Sesquiterpene lactones from Ambrosia spp. are active against a murine lymphoma cell line by inducing apoptosis and cell cycle arrest.

Toxicol In Vitro

Instituto de Química y Metabolismo del Fármaco - IQUIMEFA (UBA-CONICET), Facultad de Farmacia y Bioquímica, Universidad de Buenos Aires, Junín 956 2nd floor - (ZC: 1113), Ciudad Autónoma de Buenos Aires, Buenos Aires, Argentina; Cátedra de Farmacognosia, Facultad de Farmacia y Bioquímica, Junín 956 2nd floor - (ZC: 1113), Buenos Aires, Argentina.

Published: October 2015

Sesquiterpene lactones (STLs) are natural terpenoid compounds. They have been recognized as antitumor agents. The purpose of this investigation was to explore the antiproliferative effects of psilostachyin, psilostachyin C, peruvin and cumanin on the murine lymphoma cell line BW5147. Cells were treated with the STLs at different concentrations. Tritiated thymidine uptake was employed to determine cell proliferation. MTT assay was used to analyze cell viability.
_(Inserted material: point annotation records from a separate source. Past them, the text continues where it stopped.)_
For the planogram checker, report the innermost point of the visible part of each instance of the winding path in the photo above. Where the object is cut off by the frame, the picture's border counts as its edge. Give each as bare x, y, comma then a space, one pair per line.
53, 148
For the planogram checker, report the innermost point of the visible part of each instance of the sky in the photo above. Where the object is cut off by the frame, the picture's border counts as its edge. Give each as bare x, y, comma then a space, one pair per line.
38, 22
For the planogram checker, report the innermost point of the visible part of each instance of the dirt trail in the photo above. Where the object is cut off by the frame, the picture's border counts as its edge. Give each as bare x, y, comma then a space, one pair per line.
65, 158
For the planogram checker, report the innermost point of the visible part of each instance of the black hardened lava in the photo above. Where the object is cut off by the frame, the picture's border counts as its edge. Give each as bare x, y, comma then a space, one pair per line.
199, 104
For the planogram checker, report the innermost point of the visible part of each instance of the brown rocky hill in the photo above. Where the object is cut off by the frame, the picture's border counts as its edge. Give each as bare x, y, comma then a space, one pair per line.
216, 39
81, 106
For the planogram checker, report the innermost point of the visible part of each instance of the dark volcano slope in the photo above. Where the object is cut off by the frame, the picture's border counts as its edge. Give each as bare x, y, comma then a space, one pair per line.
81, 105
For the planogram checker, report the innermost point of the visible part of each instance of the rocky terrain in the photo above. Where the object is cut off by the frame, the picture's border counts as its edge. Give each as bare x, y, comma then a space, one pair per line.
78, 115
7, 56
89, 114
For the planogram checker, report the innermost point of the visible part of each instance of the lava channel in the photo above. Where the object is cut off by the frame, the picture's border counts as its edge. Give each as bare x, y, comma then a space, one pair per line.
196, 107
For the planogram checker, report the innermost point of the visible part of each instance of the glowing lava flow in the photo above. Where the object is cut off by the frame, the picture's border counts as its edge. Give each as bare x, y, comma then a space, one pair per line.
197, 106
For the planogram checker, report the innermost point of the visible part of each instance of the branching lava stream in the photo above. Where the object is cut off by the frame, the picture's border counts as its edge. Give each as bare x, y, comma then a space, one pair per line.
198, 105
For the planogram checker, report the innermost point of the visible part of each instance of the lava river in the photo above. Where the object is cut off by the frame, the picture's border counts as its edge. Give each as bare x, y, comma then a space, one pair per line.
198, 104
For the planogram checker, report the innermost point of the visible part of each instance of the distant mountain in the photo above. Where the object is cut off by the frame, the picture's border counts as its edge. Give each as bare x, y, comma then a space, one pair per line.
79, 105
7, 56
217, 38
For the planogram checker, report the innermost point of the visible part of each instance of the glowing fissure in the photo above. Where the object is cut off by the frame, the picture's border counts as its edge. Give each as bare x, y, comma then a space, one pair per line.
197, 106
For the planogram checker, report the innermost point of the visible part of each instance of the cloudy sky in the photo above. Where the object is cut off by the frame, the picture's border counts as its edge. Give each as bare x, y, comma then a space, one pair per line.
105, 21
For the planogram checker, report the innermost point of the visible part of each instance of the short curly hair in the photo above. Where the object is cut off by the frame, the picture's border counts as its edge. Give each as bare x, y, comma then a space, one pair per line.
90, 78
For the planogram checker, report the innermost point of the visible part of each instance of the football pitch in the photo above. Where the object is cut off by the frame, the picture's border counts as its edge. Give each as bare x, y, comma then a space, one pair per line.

Flow cytometry assay with annexin V-FITC and propidium iodide was employed to evaluate cell death. Reactive oxygen species (ROS), mitochondrial membrane potential and cell cycle analysis were also evaluated by flow cytometry. Antioxidant enzymes activities were determined spectrophotometrically by kinetic assays. Results showed that these STLs inhibited cell proliferation in a concentration-dependent manner by exerting cytotoxicity through apoptosis. Psilostachyin C was the most active and the less toxic compound. This STL induced apoptosis with an impairment in mitochondrial membrane potential. Psilostachyin C was able to induce ROS generation, related to a modulation of the antioxidant enzymes activity. In addition, it induced cell cycle arrest in S phase. In conclusion, psilostachyin C was found to be active against lymphoma cells exerting both cytostatic and cytotoxic effects. These findings may provide a novel approach for lymphoma treatment.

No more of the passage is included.